Your Pantry Maple Syrup Is Probably Past Its Prime

Here's one thing that we can say about maple syrup with complete certainty — it's absolutely delicious. There's nothing better than drizzling it over warm pancakes, waffles, or French toast, cooking it into savory dishes like roasted vegetables, or baking it into all manner of desserts. But one area that's a little less certain is just how long it lasts. On the one hand, there's the official word from the U.S. Department of Agriculture that gives pure maple syrup a finite shelf-life, and on the other hand, there's the actual maple industry producers claiming it will likely never go bad. 

According to the USDA, the government agency that regulates food quality and safety, unopened maple syrup can be stored for about one year. Once opened, maple syrup should be refrigerated — where it can also last for one year. This is in contrast to what many, if not most, sugarmakers (the term for those who make maple syrup) say about its expiration date — that when properly stored, there really isn't one. Their reasoning for this is that due to maple syrup's high sugar content, it is resistant to bacterial growth, much like honey, which actually really does not ever spoil. Unlike honey, natural maple syrup made without preservatives can grow mold. To reduce the likelihood of this happening, everyone agrees that opened containers belong in the fridge.

How long does maple syrup really last?

Unopened maple syrup is best stored in a cool, dry, and dark pantry. Glass containers are recommended over plastic, which can affect its color and taste. Many brands already come packaged in glass, and those that are in plastic can be transferred into glass, but you'll need to know a bit about sterile canning to do this correctly to avoid contamination. It's easier to just buy already sealed jars, like the varieties sold in cute glass bottles shaped like maple leaves. These usually come from Canada, which produces 85% of the world's supply, or Vermont, where 50% of the United States' stock is made.

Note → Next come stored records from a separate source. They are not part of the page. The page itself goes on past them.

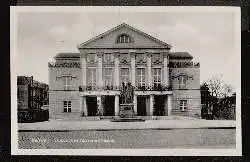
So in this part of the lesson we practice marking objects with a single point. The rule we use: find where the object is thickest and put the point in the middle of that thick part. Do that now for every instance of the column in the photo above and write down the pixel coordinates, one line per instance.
(117, 69)
(116, 105)
(135, 104)
(99, 78)
(132, 56)
(83, 105)
(151, 105)
(165, 69)
(99, 105)
(84, 69)
(170, 97)
(149, 69)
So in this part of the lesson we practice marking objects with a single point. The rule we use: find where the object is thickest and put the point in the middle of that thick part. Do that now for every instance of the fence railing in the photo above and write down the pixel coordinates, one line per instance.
(158, 87)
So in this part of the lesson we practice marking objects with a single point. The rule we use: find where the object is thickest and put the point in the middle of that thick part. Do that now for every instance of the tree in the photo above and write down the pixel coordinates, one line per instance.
(218, 99)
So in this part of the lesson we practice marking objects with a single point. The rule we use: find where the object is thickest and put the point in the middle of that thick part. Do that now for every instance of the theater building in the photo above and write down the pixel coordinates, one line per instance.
(165, 83)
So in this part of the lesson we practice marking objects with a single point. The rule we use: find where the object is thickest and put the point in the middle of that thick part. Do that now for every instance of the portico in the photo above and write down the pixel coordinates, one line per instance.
(122, 56)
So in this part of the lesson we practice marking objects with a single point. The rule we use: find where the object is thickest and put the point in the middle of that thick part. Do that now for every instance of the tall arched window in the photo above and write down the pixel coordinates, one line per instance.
(124, 38)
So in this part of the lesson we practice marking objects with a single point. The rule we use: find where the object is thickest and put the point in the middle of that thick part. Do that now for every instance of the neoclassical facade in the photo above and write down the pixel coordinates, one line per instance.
(165, 83)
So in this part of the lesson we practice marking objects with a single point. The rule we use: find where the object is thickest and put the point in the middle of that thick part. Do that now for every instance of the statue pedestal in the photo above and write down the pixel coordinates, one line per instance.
(127, 114)
(126, 111)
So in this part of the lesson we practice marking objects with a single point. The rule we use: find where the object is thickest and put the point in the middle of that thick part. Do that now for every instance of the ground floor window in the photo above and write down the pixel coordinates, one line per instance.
(159, 105)
(66, 106)
(183, 105)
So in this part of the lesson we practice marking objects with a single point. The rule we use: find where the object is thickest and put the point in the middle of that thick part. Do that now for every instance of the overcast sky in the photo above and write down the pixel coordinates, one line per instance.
(209, 37)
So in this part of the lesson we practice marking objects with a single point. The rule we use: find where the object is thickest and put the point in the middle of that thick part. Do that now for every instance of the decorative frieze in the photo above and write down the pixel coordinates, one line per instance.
(124, 59)
(91, 58)
(140, 58)
(65, 64)
(188, 64)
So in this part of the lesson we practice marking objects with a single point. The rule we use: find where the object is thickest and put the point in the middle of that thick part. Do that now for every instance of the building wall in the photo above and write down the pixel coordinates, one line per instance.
(57, 93)
(56, 99)
(31, 93)
(191, 93)
(23, 97)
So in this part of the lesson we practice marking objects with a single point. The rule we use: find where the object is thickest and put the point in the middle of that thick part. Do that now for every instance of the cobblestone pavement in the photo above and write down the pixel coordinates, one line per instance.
(108, 125)
(175, 138)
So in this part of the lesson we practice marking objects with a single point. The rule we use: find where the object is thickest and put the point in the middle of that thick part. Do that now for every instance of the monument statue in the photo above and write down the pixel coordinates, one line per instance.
(127, 93)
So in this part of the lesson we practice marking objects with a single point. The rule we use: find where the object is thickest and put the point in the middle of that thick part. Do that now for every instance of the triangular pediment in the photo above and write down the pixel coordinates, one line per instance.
(109, 38)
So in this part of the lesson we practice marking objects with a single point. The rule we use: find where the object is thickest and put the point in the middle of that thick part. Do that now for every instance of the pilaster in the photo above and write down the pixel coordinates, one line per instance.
(99, 78)
(132, 56)
(149, 68)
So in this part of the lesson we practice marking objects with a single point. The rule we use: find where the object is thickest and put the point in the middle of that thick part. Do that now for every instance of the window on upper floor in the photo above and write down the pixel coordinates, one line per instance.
(156, 58)
(108, 76)
(141, 77)
(140, 58)
(108, 58)
(67, 82)
(157, 76)
(91, 79)
(183, 105)
(91, 58)
(66, 106)
(182, 81)
(125, 75)
(124, 38)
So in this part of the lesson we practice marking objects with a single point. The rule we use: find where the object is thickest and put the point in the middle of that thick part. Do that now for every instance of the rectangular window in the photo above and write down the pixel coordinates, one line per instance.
(125, 75)
(66, 106)
(141, 78)
(91, 79)
(91, 58)
(140, 58)
(183, 105)
(157, 76)
(156, 57)
(182, 82)
(67, 82)
(108, 76)
(108, 58)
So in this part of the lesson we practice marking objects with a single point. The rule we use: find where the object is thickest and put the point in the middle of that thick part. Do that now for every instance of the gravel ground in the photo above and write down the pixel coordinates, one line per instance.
(108, 125)
(175, 138)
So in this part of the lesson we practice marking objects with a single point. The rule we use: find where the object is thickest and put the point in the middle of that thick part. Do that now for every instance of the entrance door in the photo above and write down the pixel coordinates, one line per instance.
(141, 106)
(109, 105)
(159, 105)
(92, 105)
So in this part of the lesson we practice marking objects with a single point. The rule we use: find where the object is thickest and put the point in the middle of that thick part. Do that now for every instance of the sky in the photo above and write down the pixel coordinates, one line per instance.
(208, 36)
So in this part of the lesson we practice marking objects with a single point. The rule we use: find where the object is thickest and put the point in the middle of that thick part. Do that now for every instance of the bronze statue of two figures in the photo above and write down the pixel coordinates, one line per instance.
(126, 113)
(127, 94)
(126, 101)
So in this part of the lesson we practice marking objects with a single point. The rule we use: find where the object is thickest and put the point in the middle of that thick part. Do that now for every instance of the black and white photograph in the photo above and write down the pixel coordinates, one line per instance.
(125, 81)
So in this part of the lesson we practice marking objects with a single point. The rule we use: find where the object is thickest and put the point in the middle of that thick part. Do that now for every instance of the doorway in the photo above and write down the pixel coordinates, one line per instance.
(159, 105)
(141, 106)
(92, 105)
(109, 105)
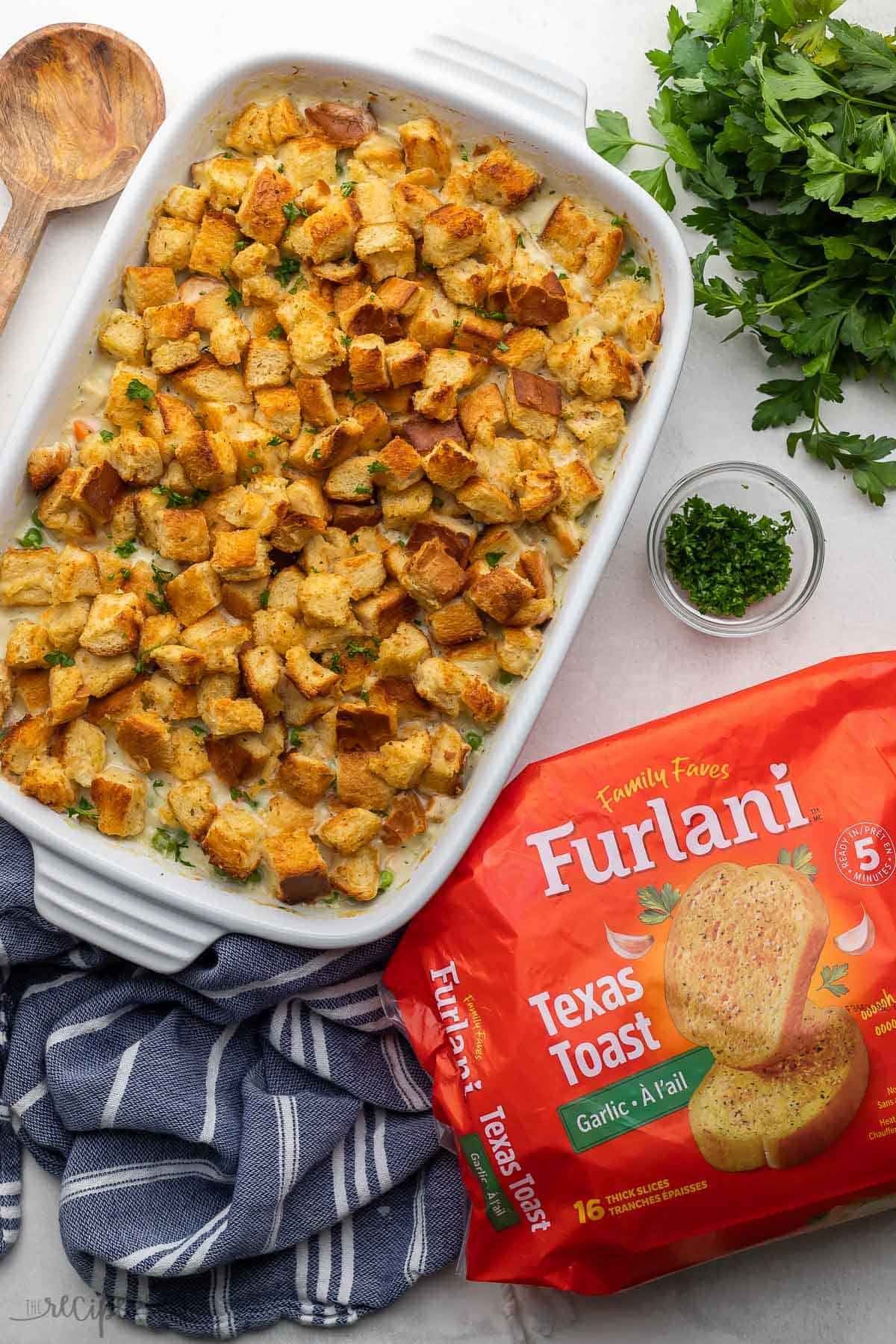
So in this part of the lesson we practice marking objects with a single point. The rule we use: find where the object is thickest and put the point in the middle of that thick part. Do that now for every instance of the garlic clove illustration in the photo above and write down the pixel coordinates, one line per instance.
(859, 940)
(630, 947)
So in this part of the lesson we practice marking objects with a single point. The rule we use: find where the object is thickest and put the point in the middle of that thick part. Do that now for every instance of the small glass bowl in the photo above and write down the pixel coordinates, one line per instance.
(758, 490)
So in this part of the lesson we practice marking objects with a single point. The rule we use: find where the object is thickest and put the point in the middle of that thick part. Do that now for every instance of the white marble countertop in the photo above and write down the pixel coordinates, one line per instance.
(630, 662)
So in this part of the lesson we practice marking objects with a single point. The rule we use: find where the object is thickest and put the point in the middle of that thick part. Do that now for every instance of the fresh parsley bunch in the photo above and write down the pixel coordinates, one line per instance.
(782, 120)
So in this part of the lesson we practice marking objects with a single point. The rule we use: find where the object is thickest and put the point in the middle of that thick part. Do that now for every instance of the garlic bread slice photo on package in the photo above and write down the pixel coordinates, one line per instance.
(657, 996)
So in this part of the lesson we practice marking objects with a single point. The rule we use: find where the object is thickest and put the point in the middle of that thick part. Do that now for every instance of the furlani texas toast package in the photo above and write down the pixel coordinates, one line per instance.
(659, 995)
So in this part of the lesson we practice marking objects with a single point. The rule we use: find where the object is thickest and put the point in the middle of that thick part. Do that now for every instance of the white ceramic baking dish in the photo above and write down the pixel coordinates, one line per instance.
(117, 894)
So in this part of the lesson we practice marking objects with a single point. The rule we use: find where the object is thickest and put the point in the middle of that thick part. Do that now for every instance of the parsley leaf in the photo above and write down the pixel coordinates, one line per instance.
(782, 121)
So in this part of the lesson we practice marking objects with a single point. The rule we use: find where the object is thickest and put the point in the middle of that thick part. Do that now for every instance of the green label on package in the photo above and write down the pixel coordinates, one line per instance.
(635, 1101)
(497, 1202)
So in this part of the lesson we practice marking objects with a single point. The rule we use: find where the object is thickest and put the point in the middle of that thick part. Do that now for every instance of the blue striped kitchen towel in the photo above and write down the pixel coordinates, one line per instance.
(243, 1142)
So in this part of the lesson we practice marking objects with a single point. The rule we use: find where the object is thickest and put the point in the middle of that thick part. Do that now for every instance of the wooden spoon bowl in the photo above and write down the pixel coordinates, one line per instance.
(78, 107)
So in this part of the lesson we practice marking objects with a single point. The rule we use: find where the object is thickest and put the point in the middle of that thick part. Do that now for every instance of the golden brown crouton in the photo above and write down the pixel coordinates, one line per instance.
(432, 576)
(517, 650)
(449, 753)
(449, 464)
(193, 806)
(356, 785)
(261, 211)
(146, 287)
(81, 750)
(402, 761)
(500, 593)
(146, 738)
(503, 179)
(240, 556)
(309, 676)
(120, 799)
(612, 371)
(455, 623)
(186, 203)
(450, 234)
(305, 779)
(171, 242)
(28, 645)
(386, 250)
(22, 741)
(538, 299)
(215, 245)
(193, 591)
(67, 694)
(300, 870)
(183, 665)
(602, 255)
(356, 875)
(121, 335)
(27, 576)
(113, 625)
(534, 403)
(136, 457)
(326, 600)
(225, 717)
(46, 781)
(349, 830)
(262, 672)
(567, 234)
(233, 841)
(401, 508)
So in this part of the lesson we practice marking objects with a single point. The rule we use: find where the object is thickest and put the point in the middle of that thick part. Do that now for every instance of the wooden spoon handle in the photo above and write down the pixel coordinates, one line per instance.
(19, 240)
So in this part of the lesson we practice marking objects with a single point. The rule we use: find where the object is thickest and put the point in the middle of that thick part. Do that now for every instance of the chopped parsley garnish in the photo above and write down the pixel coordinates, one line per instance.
(82, 811)
(140, 665)
(726, 558)
(160, 579)
(287, 268)
(137, 391)
(355, 650)
(176, 499)
(240, 796)
(172, 844)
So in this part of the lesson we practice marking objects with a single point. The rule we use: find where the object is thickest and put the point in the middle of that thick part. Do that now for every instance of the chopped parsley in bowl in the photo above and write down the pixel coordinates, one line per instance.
(735, 549)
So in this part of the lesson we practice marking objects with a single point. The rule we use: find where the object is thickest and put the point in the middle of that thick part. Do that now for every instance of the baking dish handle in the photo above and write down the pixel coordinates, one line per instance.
(147, 927)
(511, 75)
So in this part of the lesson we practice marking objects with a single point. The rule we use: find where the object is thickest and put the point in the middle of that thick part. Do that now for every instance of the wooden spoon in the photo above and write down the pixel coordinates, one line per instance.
(78, 107)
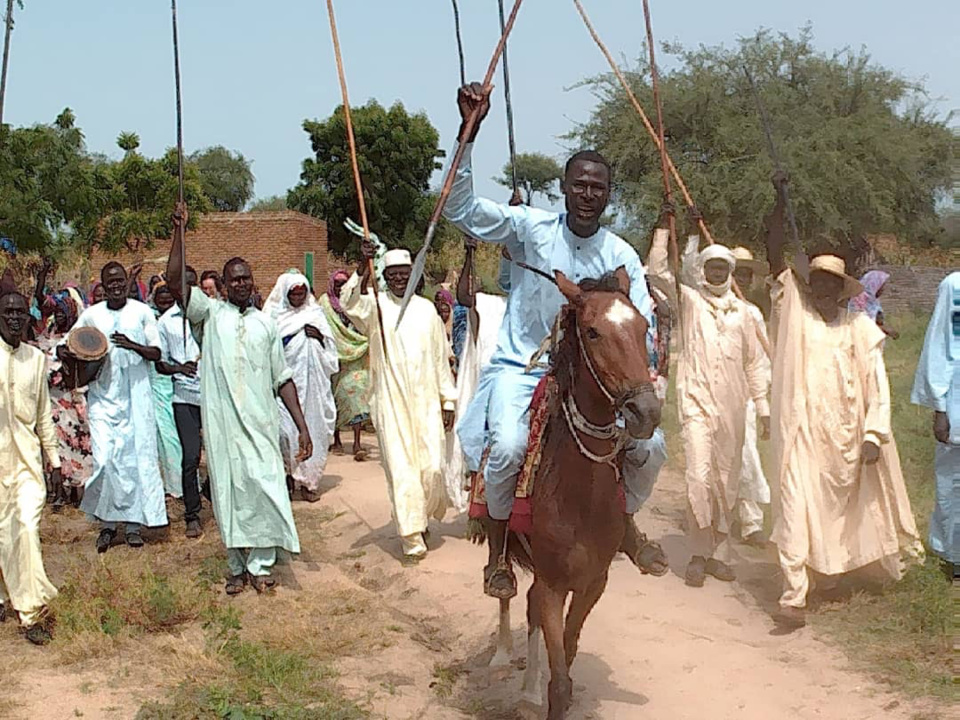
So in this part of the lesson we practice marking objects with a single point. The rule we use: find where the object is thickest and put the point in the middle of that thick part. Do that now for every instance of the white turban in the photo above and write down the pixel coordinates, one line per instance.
(717, 252)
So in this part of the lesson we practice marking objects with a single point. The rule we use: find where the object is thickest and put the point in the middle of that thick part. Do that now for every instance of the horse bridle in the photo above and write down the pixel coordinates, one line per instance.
(577, 423)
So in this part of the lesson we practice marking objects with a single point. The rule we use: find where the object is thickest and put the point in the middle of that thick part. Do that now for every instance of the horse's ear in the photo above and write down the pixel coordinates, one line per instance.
(571, 291)
(623, 279)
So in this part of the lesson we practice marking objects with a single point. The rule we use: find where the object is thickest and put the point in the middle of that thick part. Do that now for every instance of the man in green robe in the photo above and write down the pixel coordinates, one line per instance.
(243, 371)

Here's where the two roads diverge. The USDA says you've got one year before that unopened maple syrup in your pantry is past its prime. Maple farmers have treated it differently for generations however and insist it can be kept indefinitely when stored accordingly. They will also tell you that for longer-term storage, it can be frozen and will basically last forever. Freezing does not cause it to solidify — though it can thicken, but should remain pourable. 

After you've opened the container, most agree that maple syrup needs to be refrigerated. The USDA gives you one year from this point to use it all up before it's time to discard. We get to another crossroads here, with most maple dealers indicating that it can last for a much longer time once chilled.

Use it or lose it

Maple producers concede that while syrup probably won't spoil, it can eventually get moldy once it's been opened. They downplay any concern by explaining that due to high sugar saturation, mold will only appear on the top of the syrup, from where it can be safely skimmed off. To make the syrup, maple sap is cooked down until its sugar content reaches around 66%, which is what makes it so wonderfully sweet

 Sugarmakers say it's also why mold cannot thrive below the top layer that's exposed to air, and that any remaining worries can be assuaged by boiling the syrup to at least 180 degrees Fahrenheit to kill any remaining bacteria, then straining to remove impurities. While it's been done this way as far back as anyone remembers, it's important to note that the USDA does not provide any guidelines regarding maple mold or boiling safety. Even if you don't see mold, if your syrup tastes or smells weird, it's better to err on the side of caution and toss it. 

Your best bet is to use up your open containers within a reasonable amount of time, which, all things considered, shouldn't be too difficult given all the delightful things you can do with it. Bake it into maple-bourbon sweet potato pie for a boozy take on a classic fall treat that can be enjoyed at any time. Or for a unique salty-sweet breakfast, you can even cook poached eggs in boiling maple syrup.